Building a Custom Downloader for NYC’s PLUTO Data
I recently launched a custom download tool for NYC’s PLUTO data, which you can check out at http://chriswhong.github.io/plutoplus. Here’s a little bit about how and why I built it:
New York City’s Department of City Planning maintains a geospatial database of tax lots and their associated records that goes by the name of PLUTO (It’s a backronym that stands for Primary Land Use Tax Output). It includes polygons for the city’s 870,000+ tax lots, and over 80 attribute columns including assessments, easements, number of units, number of floors, zoning status, etc. It’s every Urban Planner’s dream dataset, and gives you a treasure trove of information for mapping and analyzing the built environment. PLUTO used to cost money, but is now available as a free download in ESRI Shapefile format from DCP’s time-honored Bytes of the Big Apple website (which pre-dates the Open Data portal and the Open Data law by many years. DCP are the hipsters of Open Data, they were doing it before it was cool).

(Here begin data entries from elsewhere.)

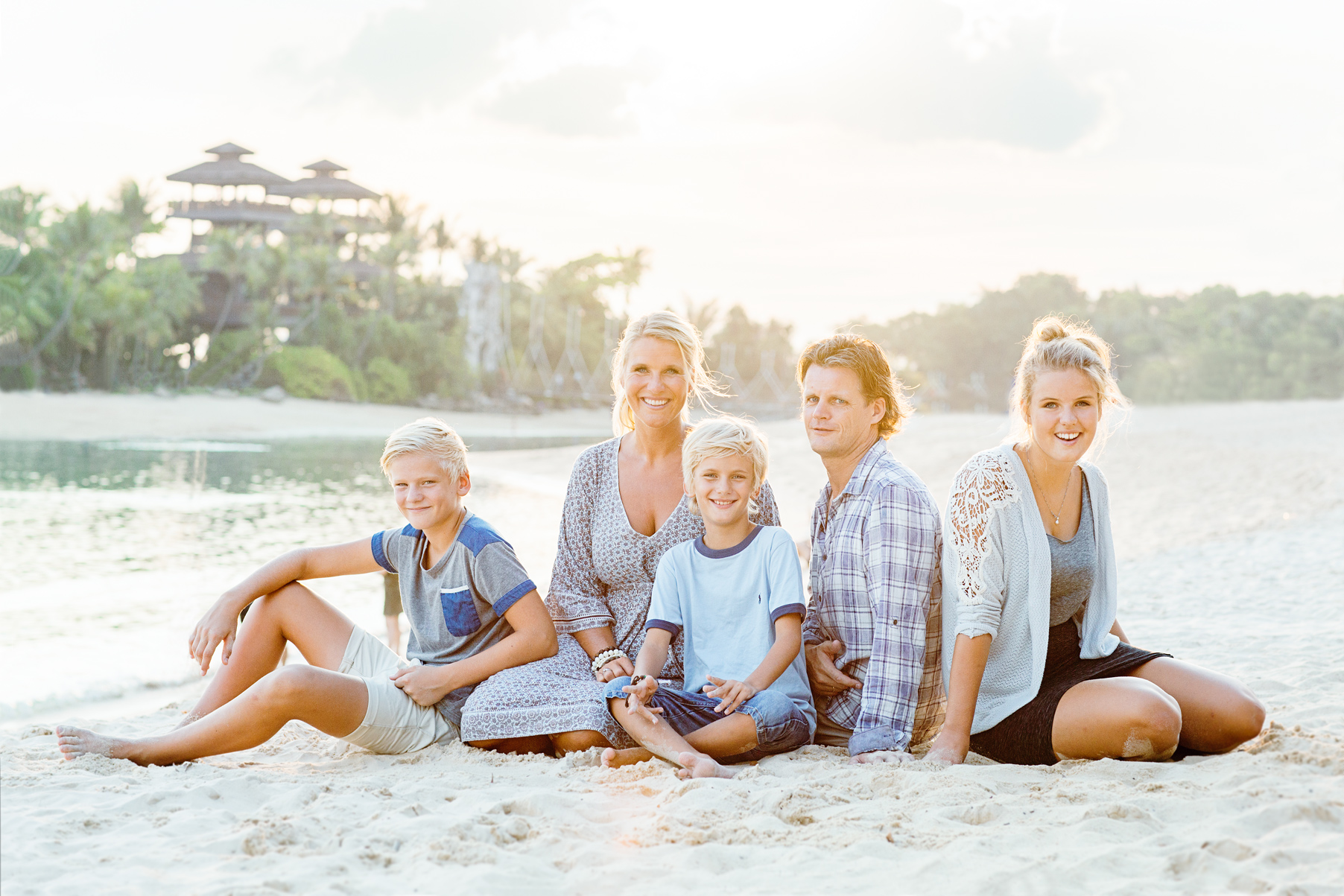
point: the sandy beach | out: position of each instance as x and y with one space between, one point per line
1229 526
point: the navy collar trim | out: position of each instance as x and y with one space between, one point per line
726 553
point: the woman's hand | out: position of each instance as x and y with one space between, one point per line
949 749
882 755
615 670
218 626
730 693
638 696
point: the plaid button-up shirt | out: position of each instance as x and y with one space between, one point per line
877 586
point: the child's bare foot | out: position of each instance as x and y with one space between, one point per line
75 742
697 766
613 758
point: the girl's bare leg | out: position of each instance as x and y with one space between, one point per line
327 700
292 614
1218 712
534 743
578 740
1116 719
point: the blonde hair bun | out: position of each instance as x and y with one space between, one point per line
680 332
1061 344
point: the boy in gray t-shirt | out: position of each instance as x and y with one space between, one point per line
472 610
456 608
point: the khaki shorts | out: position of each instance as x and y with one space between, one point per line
393 723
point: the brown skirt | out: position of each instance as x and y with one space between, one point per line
1026 737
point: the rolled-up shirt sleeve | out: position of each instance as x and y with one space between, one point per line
974 574
901 548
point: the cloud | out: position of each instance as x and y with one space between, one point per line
437 54
576 101
909 80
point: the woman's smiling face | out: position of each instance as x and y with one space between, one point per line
656 382
1063 414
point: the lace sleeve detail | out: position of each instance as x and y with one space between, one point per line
983 486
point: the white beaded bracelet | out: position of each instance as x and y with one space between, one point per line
605 657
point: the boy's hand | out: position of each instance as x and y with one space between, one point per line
638 696
218 625
730 693
426 685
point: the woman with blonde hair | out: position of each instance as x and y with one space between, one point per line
1035 664
625 506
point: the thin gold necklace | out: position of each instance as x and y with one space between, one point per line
1062 498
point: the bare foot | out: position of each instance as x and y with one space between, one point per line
613 758
697 766
77 742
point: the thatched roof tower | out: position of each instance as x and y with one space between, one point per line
229 170
324 184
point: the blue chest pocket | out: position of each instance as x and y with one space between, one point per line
460 611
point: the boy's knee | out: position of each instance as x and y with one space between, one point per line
773 707
289 683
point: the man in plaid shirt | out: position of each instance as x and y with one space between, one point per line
874 629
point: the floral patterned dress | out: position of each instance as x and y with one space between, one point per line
603 576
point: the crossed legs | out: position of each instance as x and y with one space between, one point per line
249 700
1160 705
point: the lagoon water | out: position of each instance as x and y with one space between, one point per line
112 550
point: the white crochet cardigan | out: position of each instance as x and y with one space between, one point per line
996 579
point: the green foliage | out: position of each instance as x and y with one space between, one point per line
387 382
309 371
1214 346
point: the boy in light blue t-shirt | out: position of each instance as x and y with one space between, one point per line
735 597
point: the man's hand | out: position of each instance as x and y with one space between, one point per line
827 680
637 699
949 749
730 693
615 670
882 755
426 685
218 626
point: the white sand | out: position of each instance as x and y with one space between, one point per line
1230 531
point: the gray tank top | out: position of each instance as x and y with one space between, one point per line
1073 565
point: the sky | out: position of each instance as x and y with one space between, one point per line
815 163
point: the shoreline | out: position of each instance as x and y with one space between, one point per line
95 417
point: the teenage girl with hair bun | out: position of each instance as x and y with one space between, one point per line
1035 664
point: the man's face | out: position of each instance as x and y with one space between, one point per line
425 495
837 418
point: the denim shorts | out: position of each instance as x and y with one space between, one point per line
780 725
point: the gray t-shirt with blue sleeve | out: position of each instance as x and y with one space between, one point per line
457 606
726 603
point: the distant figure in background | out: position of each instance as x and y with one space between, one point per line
1035 663
393 611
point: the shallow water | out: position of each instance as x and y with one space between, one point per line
113 550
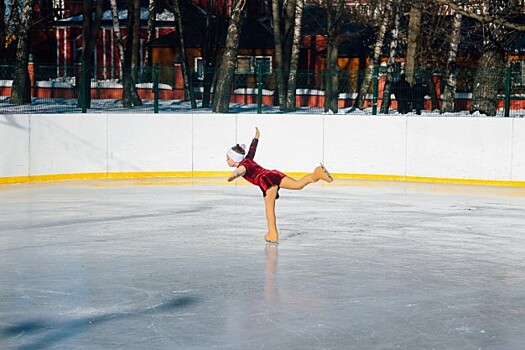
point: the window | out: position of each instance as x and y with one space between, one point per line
244 65
518 73
250 64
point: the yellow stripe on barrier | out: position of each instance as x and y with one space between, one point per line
193 175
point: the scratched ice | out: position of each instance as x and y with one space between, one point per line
176 265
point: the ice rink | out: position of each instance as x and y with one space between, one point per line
182 264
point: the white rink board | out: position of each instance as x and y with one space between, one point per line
518 150
14 143
212 136
289 143
469 148
459 148
68 144
365 145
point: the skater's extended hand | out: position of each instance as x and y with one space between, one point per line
240 171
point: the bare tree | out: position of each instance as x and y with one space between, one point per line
294 59
391 60
3 25
188 86
414 28
279 55
215 17
21 91
333 38
118 34
90 28
152 7
222 93
367 79
130 97
451 71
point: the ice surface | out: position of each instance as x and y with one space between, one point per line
183 265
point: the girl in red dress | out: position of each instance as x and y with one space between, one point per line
269 181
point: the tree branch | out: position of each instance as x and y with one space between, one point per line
482 18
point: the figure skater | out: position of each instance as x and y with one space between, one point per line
269 181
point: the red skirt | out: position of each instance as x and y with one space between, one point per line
269 179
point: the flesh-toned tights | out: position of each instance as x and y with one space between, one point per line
269 201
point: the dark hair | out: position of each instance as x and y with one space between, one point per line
238 149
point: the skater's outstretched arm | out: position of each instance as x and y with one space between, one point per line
253 145
240 171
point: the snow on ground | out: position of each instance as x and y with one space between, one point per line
60 105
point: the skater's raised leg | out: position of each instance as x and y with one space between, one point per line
320 173
269 201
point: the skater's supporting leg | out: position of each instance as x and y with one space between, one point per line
269 202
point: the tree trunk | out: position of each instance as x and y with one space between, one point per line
118 35
449 92
14 17
188 86
488 81
135 43
333 34
385 105
130 96
221 96
294 61
90 28
3 26
279 59
414 28
367 79
21 91
151 28
209 52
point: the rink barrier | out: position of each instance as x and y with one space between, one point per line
461 150
221 176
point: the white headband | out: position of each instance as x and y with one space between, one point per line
236 157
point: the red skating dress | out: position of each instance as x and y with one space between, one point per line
258 175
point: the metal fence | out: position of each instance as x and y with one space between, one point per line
54 89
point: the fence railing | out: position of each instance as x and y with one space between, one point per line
54 89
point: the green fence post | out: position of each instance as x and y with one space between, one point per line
507 92
83 92
376 85
259 88
156 88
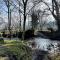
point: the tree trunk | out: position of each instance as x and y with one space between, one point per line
23 35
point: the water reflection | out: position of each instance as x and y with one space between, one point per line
44 43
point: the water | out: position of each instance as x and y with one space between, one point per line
42 51
42 43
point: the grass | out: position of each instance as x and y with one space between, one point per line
19 49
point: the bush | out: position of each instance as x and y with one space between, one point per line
1 40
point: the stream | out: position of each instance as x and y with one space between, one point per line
42 44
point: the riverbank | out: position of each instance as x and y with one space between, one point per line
16 49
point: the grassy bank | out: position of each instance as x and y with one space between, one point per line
18 48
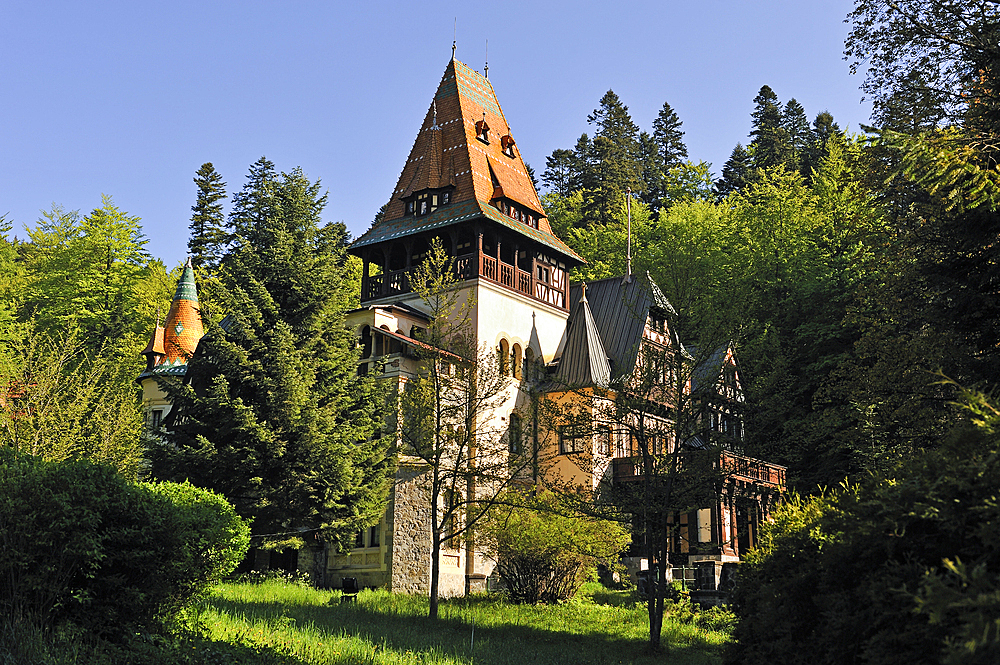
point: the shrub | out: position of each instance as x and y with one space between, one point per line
544 556
84 546
901 569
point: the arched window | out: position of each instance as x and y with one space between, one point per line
514 434
366 342
503 357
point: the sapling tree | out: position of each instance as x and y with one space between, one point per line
448 414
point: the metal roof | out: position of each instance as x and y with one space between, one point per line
584 361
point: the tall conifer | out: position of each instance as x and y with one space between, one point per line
668 137
208 233
275 416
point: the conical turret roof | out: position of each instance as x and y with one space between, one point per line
172 344
453 150
584 361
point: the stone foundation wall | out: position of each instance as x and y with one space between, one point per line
409 526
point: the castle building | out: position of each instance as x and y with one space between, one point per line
170 347
465 185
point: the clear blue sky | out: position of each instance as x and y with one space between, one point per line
130 98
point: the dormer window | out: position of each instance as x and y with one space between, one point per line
507 145
483 131
427 201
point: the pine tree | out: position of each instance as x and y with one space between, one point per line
275 416
796 126
653 172
669 138
561 175
610 164
823 129
770 145
735 172
208 235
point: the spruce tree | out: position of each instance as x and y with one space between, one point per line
561 175
796 126
274 416
654 172
823 129
735 172
610 164
669 138
208 234
770 145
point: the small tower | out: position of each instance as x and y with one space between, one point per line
171 346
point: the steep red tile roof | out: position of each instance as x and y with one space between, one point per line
448 152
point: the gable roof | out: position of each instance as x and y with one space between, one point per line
172 344
619 309
584 361
447 153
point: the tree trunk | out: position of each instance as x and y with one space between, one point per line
435 561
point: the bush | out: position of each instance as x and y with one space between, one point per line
84 546
544 556
901 569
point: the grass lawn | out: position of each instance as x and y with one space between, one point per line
299 624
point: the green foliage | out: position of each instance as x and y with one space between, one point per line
65 401
925 61
85 547
275 417
87 272
208 238
544 555
380 627
901 569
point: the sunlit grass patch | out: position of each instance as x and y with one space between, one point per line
314 627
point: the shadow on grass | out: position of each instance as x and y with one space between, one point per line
397 627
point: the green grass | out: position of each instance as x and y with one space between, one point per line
313 627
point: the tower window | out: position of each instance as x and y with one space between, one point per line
507 145
483 130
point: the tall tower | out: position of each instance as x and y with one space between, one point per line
466 183
171 346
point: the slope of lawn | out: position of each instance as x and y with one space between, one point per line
313 626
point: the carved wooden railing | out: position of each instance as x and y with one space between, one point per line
734 466
488 267
470 266
507 275
753 469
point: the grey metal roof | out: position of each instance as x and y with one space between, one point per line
620 309
584 361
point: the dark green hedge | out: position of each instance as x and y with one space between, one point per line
82 545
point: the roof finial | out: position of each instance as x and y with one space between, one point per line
628 254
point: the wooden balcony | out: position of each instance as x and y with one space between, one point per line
471 266
736 467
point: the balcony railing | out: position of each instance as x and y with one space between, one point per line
627 469
469 266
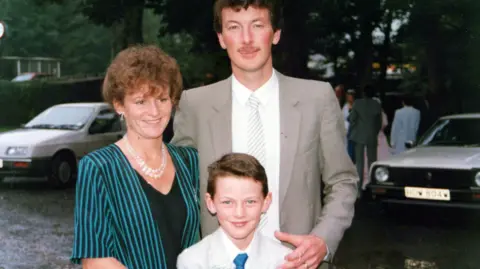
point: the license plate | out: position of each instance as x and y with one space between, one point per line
427 193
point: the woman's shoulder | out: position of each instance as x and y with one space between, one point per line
183 151
102 156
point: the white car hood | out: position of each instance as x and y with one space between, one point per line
436 157
30 137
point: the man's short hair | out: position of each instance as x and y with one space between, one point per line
273 8
236 165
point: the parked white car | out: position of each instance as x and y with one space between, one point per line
52 143
442 169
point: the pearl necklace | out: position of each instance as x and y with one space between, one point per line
153 173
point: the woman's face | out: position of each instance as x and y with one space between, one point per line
146 114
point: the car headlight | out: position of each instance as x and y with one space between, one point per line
477 179
381 174
16 151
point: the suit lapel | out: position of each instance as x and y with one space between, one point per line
289 132
221 122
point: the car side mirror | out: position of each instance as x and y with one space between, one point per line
409 144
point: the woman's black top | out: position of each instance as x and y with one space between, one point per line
169 213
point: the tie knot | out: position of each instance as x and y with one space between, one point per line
253 101
240 260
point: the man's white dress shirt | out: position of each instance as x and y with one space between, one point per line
269 110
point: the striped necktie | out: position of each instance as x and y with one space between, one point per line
256 138
240 261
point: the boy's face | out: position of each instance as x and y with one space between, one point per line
239 204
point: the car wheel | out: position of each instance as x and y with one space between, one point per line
62 172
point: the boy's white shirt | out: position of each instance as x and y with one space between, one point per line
217 251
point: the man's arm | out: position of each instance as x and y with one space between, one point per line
184 124
339 176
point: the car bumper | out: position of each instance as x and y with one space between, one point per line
27 167
464 198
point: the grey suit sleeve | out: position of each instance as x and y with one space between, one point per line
339 176
184 124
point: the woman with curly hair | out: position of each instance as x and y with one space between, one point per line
136 200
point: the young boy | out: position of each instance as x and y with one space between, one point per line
237 192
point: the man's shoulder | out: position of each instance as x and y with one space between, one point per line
274 247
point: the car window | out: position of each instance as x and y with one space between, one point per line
453 132
107 121
61 117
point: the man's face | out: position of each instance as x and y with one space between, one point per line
247 35
239 204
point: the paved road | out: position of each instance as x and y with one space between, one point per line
433 238
36 228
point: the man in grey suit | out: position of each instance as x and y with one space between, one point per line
405 126
365 124
294 127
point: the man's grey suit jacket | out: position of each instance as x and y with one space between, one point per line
312 147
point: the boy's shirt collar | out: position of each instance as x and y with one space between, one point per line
232 250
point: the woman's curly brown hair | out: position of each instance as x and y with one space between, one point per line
138 66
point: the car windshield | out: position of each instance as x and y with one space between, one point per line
23 77
61 117
453 132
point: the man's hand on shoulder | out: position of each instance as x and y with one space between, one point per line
309 253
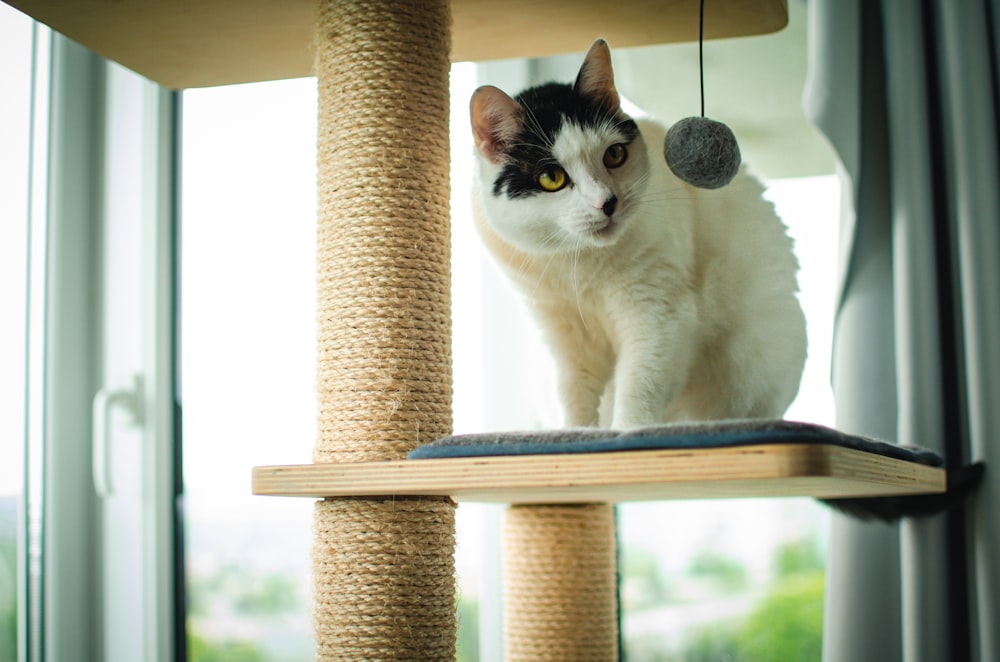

The downloads consist of a shapefile for each of New York’s 5 boroughs, and range in size from 11MB for Manhattan and 65MB for Queens. Each shapefile contains many thousands of records, and can be quite unruly to work with depending on how much memory you have and what program you’re using. I found myself doing some freelance GIS work recently that involved analyzing a chunk of the city that spanned two boroughs. I ended up having to manually filter down the data from both shapefiles to the areas that I wanted, and then merge the two subsets together so that my study area and all attributes were together in a single file. Then, once I had tamed the geometries, there were 80 columns of attributes, most of which didn’t pertain to my analysis. I only needed 1!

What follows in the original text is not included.